CF: All the Pilates, dance, aerobics, weight training or whatever in the world won't make a huge impact without quality sleep. It's not just lack of exercise and attention to diet that catches up to people. Sleep deprivation is what I find as the most common denominator among those who struggle with looking and feeling their best.
It is a known fact that exercise can improve a woman's body, mind and sleep. I recommend that women include all aspects of fitness in their exercise regimens. This includes cardio/aerobics (walking, running, dancing, swimming, cycling, etc.); strength training with weights, bands, balls, power yoga and Pilates; and stretching.
"Anything is possible if you know how to address your body's needs 24/7."
SK: How does exercise encourage sleep?
CF: Exercise increases "deep sleep" by reducing the amount of stress hormones in the body, resulting in a lower heart rate, relaxed blood vessels and lower blood pressure.
SK: Aromatherapy is another popular recommendation for sleep. What are your suggestions for incorporating aromatherapy into a restful sleep routine?
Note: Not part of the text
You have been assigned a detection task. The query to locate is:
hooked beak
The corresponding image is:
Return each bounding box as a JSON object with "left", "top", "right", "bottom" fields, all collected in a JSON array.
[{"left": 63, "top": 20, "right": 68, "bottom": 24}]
CF: Aromatherapy is a wonderful addition to a restful sleep routine. Lavender has natural calming and relaxation qualities, and can be used in the form of a massage oil, bath oil, pillow spray, candle or room diffuser.
The No. 1 secret to shut-eye?
SK: When you have trouble sleeping, what is your No. 1 secret to getting shut-eye?
CF: My No. 1 secret to getting a good night's sleep is a 15-minute calming bedtime routine that includes a blend of light stretching, soothing music and aromatherapy oil, which takes me to another place, free from the stresses of the day.